Pain disorders such as vaginisimus and vestibulitis can be difficult to treat. Boyle turns to biofeedback and physical therapy as part of her standard treatment plan. When these options fail, sometimes she suggests more invasive procedures.
In women with vaginisimus, vaginal muscle contractions cause painful spasms. These muscles clamp down so tightly they can prevent penetration.
Sometimes Boyle injects Botox into these problematic muscles. Botulinum toxin, the same chemical used to decrease the appearance of wrinkles, paralyzes muscles. Boyle considers Botox treatment a last resort because it is not always effective and almost never permanent.
An even more extreme treatment exists for women with vestibulitis — a difficult to cure pain disorder with no known cause. Boyle first tries medical management, biofeedback and physical therapy. On rare occasions, and as a last resort, Boyle performs a vestibulectomy — surgical removal of the painful tissue and glands.
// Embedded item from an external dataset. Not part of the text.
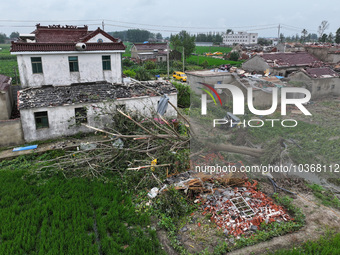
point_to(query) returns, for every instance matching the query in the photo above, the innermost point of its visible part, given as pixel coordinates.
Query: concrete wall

"I'm very cautious about operating for pain, because the surgery itself can result in more pain," Boyle said. "But for some it's an effective treatment."
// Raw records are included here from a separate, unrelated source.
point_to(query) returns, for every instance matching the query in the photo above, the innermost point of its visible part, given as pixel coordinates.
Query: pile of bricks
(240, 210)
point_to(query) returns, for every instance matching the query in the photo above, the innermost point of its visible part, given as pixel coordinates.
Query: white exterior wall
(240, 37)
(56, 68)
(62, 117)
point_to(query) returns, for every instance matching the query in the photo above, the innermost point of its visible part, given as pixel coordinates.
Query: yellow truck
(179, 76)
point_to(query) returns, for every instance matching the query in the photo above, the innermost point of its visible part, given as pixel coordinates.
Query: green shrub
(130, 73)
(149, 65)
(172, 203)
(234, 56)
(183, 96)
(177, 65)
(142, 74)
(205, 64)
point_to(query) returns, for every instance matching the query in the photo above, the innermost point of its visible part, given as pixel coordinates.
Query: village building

Boyle focuses on treating FSD as a biological rather than psychological condition, but she acknowledged that for some couples, sexual dysfunction is only part of their problem.
Sometimes she encounters couples who need more psychological therapy than she is qualified to perform. For these patients, she refers them to a practicing sex therapist. For the vast majority of her patients, Boyle combines practical advice about intimacy with solid medical treatment.
Boyle said that there is stigma attached to female sexuality that prevents many women from addressing these intimate issues with their doctors. Despite her strides in the field, Boyle said that there is still a discrepancy between how male and female sexual issues are dealt with in the medical community. Doctors do not know about the full spectrum of treatment options for women with FSD, she said.
"The gender bias still exists. We have so many really good medical treatments for men. When the FDA approves a drug for the treatment of FSD it will give real credibility to the biological basis of this type of disease," Boyle said.
Before that can happen, she said more people need to commit to doing research and practice this subspecialty of medicine.